Lorsqu’une réalisation est réussie (ou partiellement), on peut donc l’intégrer au portfolio en mettant la date à côté des compétences mises en œuvre.
Il ne s’agit pas d’un recueil de copies mais bien de réalisations, ce qui implique qu’on propose des projets, des situations complexes aux élèves. Parfois ça peut prendre la forme d’une copie
mais il faut que dans la réalisation, la place pour l’initiative de l’élève soit avérée. Il s’agit bien de coller à l’esprit du socle et des compétences.
Bilan de l’essai :
C’est très pratique, très ergonomique ! Et surtout beaucoup plus concret qu’une grille ou qu’un livret. Les élèves ont tous pu y glisser des réalisations de formes différentes : tâches
complexes individuelles, diaporama, photos, projets collectifs … Ils ont bien cerné l’enjeu du socle et c’est un grand changement. J’avais le sentiment que c’était « un truc de prof »,
que les élèves n’étaient pas concernés, tout juste au courant qu’il fallait son socle pour avoir son brevet (pour l’année précédente). Le référentiel a été bien intégré par les élèves et la
différence entre les évaluations classiques avec notes et la valorisation de productions dans le portfolio a été bien comprise. Les élèves n’avaient pas besoin de notes pour ces travaux.

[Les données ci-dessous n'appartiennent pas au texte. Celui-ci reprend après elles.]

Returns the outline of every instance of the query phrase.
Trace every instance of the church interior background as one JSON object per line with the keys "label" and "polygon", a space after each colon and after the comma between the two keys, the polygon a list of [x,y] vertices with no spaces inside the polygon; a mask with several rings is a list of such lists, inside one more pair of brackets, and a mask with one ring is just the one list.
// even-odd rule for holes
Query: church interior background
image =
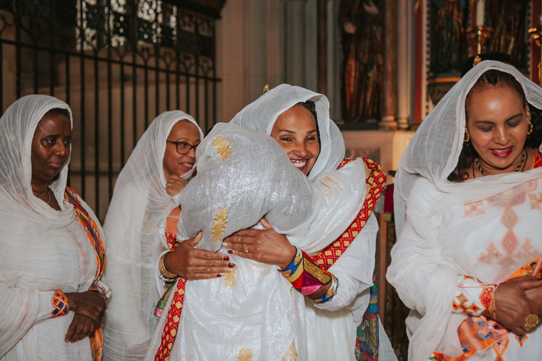
{"label": "church interior background", "polygon": [[[116,176],[149,122],[179,109],[229,121],[263,86],[327,95],[347,156],[393,170],[468,58],[509,54],[540,83],[540,0],[0,0],[0,112],[29,94],[74,113],[69,182],[103,219]],[[407,311],[384,275],[379,312],[406,359]]]}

Pour le prof que je suis, ce fut une aide lors des fameuses réunions de validation même si le caractère incomplet des portfolios a pu me poser problème à ce moment-là. J’y reviendrai. En tout
cas, cela m’a permis sur des items de dire « Ah mais si j’ai une preuve ! Ne mettons pas non acquis à « développer un propos en public » alors que sur ce travail il a prouvé
qu’il savait le faire et a été brillant ! ».
Mais année zéro quand même, donc la liste des couacs et des choses à améliorer est longue. Je vais probablement en oublier.
Il m’a d’abord été impossible sur la seule année de 3ème de proposer assez de situations susceptibles d’alimenter le portfolio pour couvrir le référentiel. Frustration pour les élèves
et pour moi.
L’appropriation de l’outil par les élèves a été longue. Dans l’idéal absolu, ce sont les élèves qui proposent d’ajouter un élément à leur portfolio. Ce ne fut que rarement le cas et assez tard
dans l’année. Cela dit, c’est arrivé, preuve que sur du moyen terme, l’outil peut vraiment devenir celui de l’élève. Je pense à cette élève qui après avoir brillement réussi un triomino sur le
calcul littéral m’a spontanément demandé de le prendre en photo pour le mettre dans son portfolio. Petite victoire ce jour-là !
J’avais également dans l’idée de terminer l’année par un petit entretien individuel autour de ce portfolio afin que chaque élève puisse présenter les réalisations et expliciter en quoi cela pouvait montrer qu’il était compétent. Je n’ai ni pris le temps, ni trouvé les moyens de le faire dans cette fin d’année chargée. Cet élément me semble pourtant primordial dans la mise en place de cet outil. Cet entretien peut être une ultime manière de travailler et évaluer des compétences présentent dans le LPC : compétences orales, savoir s’autoévaluer, identifier ses points forts…
Extension de l’essai :
Nous avons décidé avec l’équipe de maths du collège de généraliser le portfolio pour la rentrée prochaine à toutes les classes, de la 6ème à la 3ème. Démarrer tôt devrait
permettre de pallier certains manques que nous avons pu constater : un nombre suffisant de réalisations, une meilleure appropriation par les élèves, une vraie continuité tout au long du
collège.
La question de basculer sur un portfolio numérique s’est également posée. J’étais assez convaincu a priori. Mais après avoir présenté l’outil lors d’une formation durant laquelle des collègues
ont été séduit par l’objet physique, la pochette qui grossit…, je suis revenu sur ma position. La question des feuilles de calculs de tableur et de tout ce qui touche à la compétence 4 (TICE) se
pose néanmoins. Il faudra peut être intégrer une petite part de numérique.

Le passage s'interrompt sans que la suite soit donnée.